Scott Strenfel, a PG&E meteorologist, said the wind event could be one of the strongest in the last several years and likely one of the longest.
San Jose ‘power vulnerability plan’ months in the making, officials say
PG&E has been under scrutiny in recent years for the role its equipment played in several devastating fires across the state, including last year’s deadly Camp Fire. Over the last weeks, the utility has been enacting preventative shutoffs all over northern and central California, but this weekend’s could be the largest this year.
The 36 counties losing power, the utility said, include Humboldt, the Sierra foothills, Western Sacramento Valley and the greater Bay Area. Paradise, which was devastated by last year’s deadly Camp Fire, is also among the areas to be left in the dark.
In San Jose, City Manager Kip Harkness told reporters the city has a plan in place for the outage.
The outage could affect as many as 90,000 people in the San Jose area but “we expect it to be a little lower than that,” Harkness said.
If power remains off into Monday, Harkness said, individual school districts will determine whether to close schools.
“Take care of yourself and your family and then, if you’re OK, take a little moment across the hall, across the street and check in on your neighbor,” he said. “See how’s she’s doing, make sure she has what she needs to make sure she’s safe.
San Jose officials said the city has activated a “power vulnerability plan” that was months in the works.
PG&E said the utility would start by shutting off power at 2 p.m. (local time) Saturday in parts of rthe counties of Amador, Butte, Colusa, El Dorado, Glenn, Nevada, Placer, Plumas, San Joaquin, Sierra, Siskiyou, Shasta, Tehama and Yuba.
The outages will be staggered, with the sixth and final phase beginning at 10 a.m. (local time) Sunday in Kern County.
The news of the outage comes as the utility is in the process of restoring power to about 179,000 customers in Northern California. Power was restored to 99% of its customers on Friday, with the exception of Sonoma County where the Kincade Fire continues burning, the utility said.
Northern California inferno destroyed dozens of homes
About 89,000 people in Sonoma County have been ordered to evacuate due to the wind-driven Kincade fire.
“You cannot fight this (fire). Please evacuate,” Sonoma County Sheriff Mark Essick told reporters.

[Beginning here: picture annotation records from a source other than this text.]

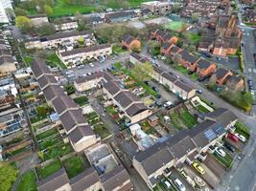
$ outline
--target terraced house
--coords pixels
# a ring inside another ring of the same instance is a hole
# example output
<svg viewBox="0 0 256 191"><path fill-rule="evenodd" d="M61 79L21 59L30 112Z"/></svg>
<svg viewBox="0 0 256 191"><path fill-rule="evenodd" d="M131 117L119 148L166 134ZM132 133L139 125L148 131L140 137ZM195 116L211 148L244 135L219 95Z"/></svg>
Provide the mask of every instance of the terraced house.
<svg viewBox="0 0 256 191"><path fill-rule="evenodd" d="M84 38L86 46L94 44L95 37L92 31L63 32L52 35L30 38L24 40L24 43L26 49L56 49L65 44L75 45L81 37Z"/></svg>
<svg viewBox="0 0 256 191"><path fill-rule="evenodd" d="M237 121L231 111L222 108L208 116L194 129L167 136L165 140L133 157L134 168L150 188L156 185L158 177L165 169L179 169L183 162L192 163L196 160L199 154L205 153L211 145L221 140L226 130Z"/></svg>

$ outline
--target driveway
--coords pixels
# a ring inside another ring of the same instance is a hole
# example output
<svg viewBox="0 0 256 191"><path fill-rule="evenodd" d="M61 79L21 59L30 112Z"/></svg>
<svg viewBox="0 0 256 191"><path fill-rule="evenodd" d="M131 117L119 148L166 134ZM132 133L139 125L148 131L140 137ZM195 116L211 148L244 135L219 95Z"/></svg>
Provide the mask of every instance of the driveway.
<svg viewBox="0 0 256 191"><path fill-rule="evenodd" d="M223 166L220 162L218 162L210 154L207 155L207 158L203 161L203 163L220 179L225 173Z"/></svg>

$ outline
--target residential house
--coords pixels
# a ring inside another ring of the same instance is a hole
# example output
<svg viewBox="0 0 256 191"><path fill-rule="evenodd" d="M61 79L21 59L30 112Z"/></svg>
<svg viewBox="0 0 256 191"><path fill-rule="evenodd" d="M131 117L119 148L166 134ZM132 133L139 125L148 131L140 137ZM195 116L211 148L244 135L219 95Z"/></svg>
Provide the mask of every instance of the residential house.
<svg viewBox="0 0 256 191"><path fill-rule="evenodd" d="M134 38L133 36L129 34L126 34L122 39L122 45L123 47L126 47L128 50L141 50L141 42L138 38Z"/></svg>
<svg viewBox="0 0 256 191"><path fill-rule="evenodd" d="M210 76L216 70L216 65L207 60L200 59L197 63L197 74L200 77Z"/></svg>
<svg viewBox="0 0 256 191"><path fill-rule="evenodd" d="M98 139L82 116L81 110L60 86L56 84L56 79L46 67L45 62L41 59L35 59L31 68L47 101L58 113L64 133L74 150L81 152L94 145Z"/></svg>
<svg viewBox="0 0 256 191"><path fill-rule="evenodd" d="M138 64L138 63L150 62L150 60L147 59L147 57L144 57L138 53L129 53L129 62L132 64Z"/></svg>
<svg viewBox="0 0 256 191"><path fill-rule="evenodd" d="M86 46L94 44L95 37L92 31L62 32L42 37L24 40L26 49L56 49L65 44L75 45L80 38L84 38Z"/></svg>
<svg viewBox="0 0 256 191"><path fill-rule="evenodd" d="M183 99L189 99L196 95L196 89L183 81L180 81L175 75L170 74L168 72L163 71L161 68L156 66L153 66L151 77L160 84L168 87L170 91Z"/></svg>
<svg viewBox="0 0 256 191"><path fill-rule="evenodd" d="M134 11L121 11L105 14L105 22L124 22L137 17L137 13Z"/></svg>
<svg viewBox="0 0 256 191"><path fill-rule="evenodd" d="M141 8L148 9L152 14L166 14L171 11L170 2L149 1L141 4Z"/></svg>
<svg viewBox="0 0 256 191"><path fill-rule="evenodd" d="M118 107L120 117L127 117L128 124L136 123L152 114L133 93L123 90L119 81L104 82L103 91L107 100Z"/></svg>
<svg viewBox="0 0 256 191"><path fill-rule="evenodd" d="M164 32L162 30L157 29L153 31L151 34L154 39L156 39L157 41L161 43L169 42L169 43L176 45L178 41L178 37L173 36L170 32Z"/></svg>
<svg viewBox="0 0 256 191"><path fill-rule="evenodd" d="M64 168L37 182L38 191L71 191L69 179Z"/></svg>
<svg viewBox="0 0 256 191"><path fill-rule="evenodd" d="M35 26L40 26L44 23L49 23L49 20L46 14L28 15L27 17L30 18L31 22Z"/></svg>
<svg viewBox="0 0 256 191"><path fill-rule="evenodd" d="M218 84L218 85L223 85L229 76L232 76L233 74L226 69L223 68L218 68L214 74L212 75L212 79Z"/></svg>
<svg viewBox="0 0 256 191"><path fill-rule="evenodd" d="M108 56L112 53L110 44L93 45L84 48L74 49L66 52L59 52L58 56L68 67L76 62L83 60L99 59L103 56Z"/></svg>
<svg viewBox="0 0 256 191"><path fill-rule="evenodd" d="M178 64L181 64L190 71L196 70L198 58L197 58L196 56L194 56L192 53L188 53L185 50L179 52L178 54L181 56L181 59Z"/></svg>
<svg viewBox="0 0 256 191"><path fill-rule="evenodd" d="M244 89L244 80L236 75L228 76L226 86L231 91L240 92Z"/></svg>
<svg viewBox="0 0 256 191"><path fill-rule="evenodd" d="M235 15L213 15L207 26L210 30L202 33L198 50L221 57L235 54L242 38L237 22Z"/></svg>
<svg viewBox="0 0 256 191"><path fill-rule="evenodd" d="M70 17L65 17L54 21L57 31L76 30L79 25L77 20Z"/></svg>
<svg viewBox="0 0 256 191"><path fill-rule="evenodd" d="M212 116L216 116L217 118L205 119L192 130L180 131L172 137L168 136L165 140L133 157L132 164L135 170L151 189L156 185L158 177L166 169L179 168L185 161L192 163L198 154L205 153L211 145L221 140L226 133L226 127L237 120L237 117L227 115L227 112L220 112Z"/></svg>

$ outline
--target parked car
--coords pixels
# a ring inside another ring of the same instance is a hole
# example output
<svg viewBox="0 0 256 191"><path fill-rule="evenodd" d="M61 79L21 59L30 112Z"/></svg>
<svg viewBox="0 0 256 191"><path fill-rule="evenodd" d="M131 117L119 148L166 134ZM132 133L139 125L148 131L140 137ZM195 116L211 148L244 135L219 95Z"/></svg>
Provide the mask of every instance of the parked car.
<svg viewBox="0 0 256 191"><path fill-rule="evenodd" d="M228 142L225 142L224 143L224 146L225 146L225 148L227 148L229 151L231 151L232 153L234 153L235 152L235 147L233 147L230 143L228 143Z"/></svg>
<svg viewBox="0 0 256 191"><path fill-rule="evenodd" d="M235 136L240 139L242 140L243 142L245 142L246 141L246 138L244 138L244 136L242 136L238 133L235 134Z"/></svg>
<svg viewBox="0 0 256 191"><path fill-rule="evenodd" d="M180 191L185 191L186 190L186 187L184 186L184 184L178 179L175 180L175 183L176 187L178 188L178 190L180 190Z"/></svg>
<svg viewBox="0 0 256 191"><path fill-rule="evenodd" d="M163 184L167 187L167 188L171 188L171 183L169 180L161 180L163 182Z"/></svg>
<svg viewBox="0 0 256 191"><path fill-rule="evenodd" d="M236 137L234 134L231 134L231 133L227 134L227 138L233 140L234 142L238 142L239 140L238 137Z"/></svg>
<svg viewBox="0 0 256 191"><path fill-rule="evenodd" d="M216 152L218 155L221 156L222 158L224 158L224 157L226 156L226 153L225 153L221 148L217 148L217 149L215 150L215 152Z"/></svg>
<svg viewBox="0 0 256 191"><path fill-rule="evenodd" d="M200 166L200 164L198 164L198 162L194 162L193 163L193 167L201 175L203 175L205 173L205 170Z"/></svg>

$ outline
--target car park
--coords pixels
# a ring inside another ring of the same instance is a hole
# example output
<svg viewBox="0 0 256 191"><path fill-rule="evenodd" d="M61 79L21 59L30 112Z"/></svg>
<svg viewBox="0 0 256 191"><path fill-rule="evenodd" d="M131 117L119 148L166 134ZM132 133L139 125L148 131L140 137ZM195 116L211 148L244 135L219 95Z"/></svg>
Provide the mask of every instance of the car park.
<svg viewBox="0 0 256 191"><path fill-rule="evenodd" d="M184 184L178 179L175 180L175 184L176 185L178 190L180 190L180 191L185 191L186 190L186 187L184 186Z"/></svg>
<svg viewBox="0 0 256 191"><path fill-rule="evenodd" d="M198 162L194 162L193 167L201 175L205 174L205 170Z"/></svg>
<svg viewBox="0 0 256 191"><path fill-rule="evenodd" d="M231 151L232 153L234 153L236 151L235 147L233 147L230 143L225 142L224 143L225 148L227 148L229 151Z"/></svg>
<svg viewBox="0 0 256 191"><path fill-rule="evenodd" d="M244 138L244 136L242 136L238 133L235 134L235 136L240 139L242 140L243 142L245 142L246 141L246 138Z"/></svg>
<svg viewBox="0 0 256 191"><path fill-rule="evenodd" d="M171 188L171 183L170 183L169 180L162 180L161 181L162 181L162 183L163 183L167 188Z"/></svg>
<svg viewBox="0 0 256 191"><path fill-rule="evenodd" d="M215 153L217 153L218 155L221 156L222 158L224 158L226 156L226 153L221 148L217 148L215 150Z"/></svg>
<svg viewBox="0 0 256 191"><path fill-rule="evenodd" d="M234 134L228 133L227 134L227 138L231 140L233 140L234 142L238 142L239 138L238 137L236 137Z"/></svg>

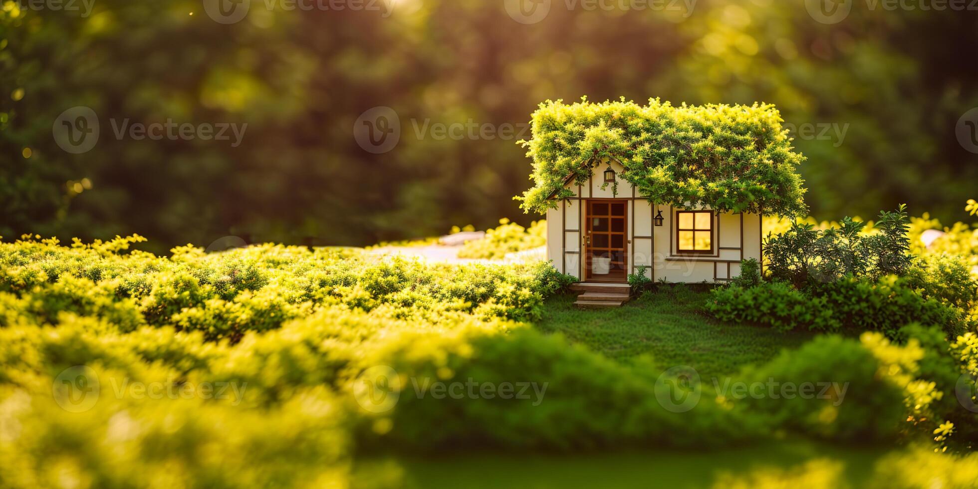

The fire, burning northeast of Geyserville in Sonoma County, has burned 25,955 acres and was 10% contained as of Saturday evening, according to the California Department of Forestry and Fire Protection, or Cal Fire.
The blaze has destroyed 77 structures, including 31 homes, Cal Fire Division Chief Jonathan Cox told reporters Saturday evening.
Mandatory evacuations were expanded twice on Saturday. Officials said the prolonged wind event will lead to fire spreading rapidly and erratically.
“The fire intensity has the potential to overwhelm even the professionals,” Cox said.
Forecasters are expecting winds of 30-55 mph with gusts of 60-80 mph beginning Saturday night, the National Weather Service said. The winds can blow down trees, power lines and made it difficult for most vehicles to travel, including those pulling trailers.
“This will be a long duration and potentially extreme/historic even across the North Bay,” the weather service in San Francisco said in an advisory.
The weekend winds could be strongest recorded in the area since several fires devastated California’s wine country in 2017. High winds, dry conditions fanned the flames in Sonoma and Napa counties, forcing thousands to evacuate and killing dozens.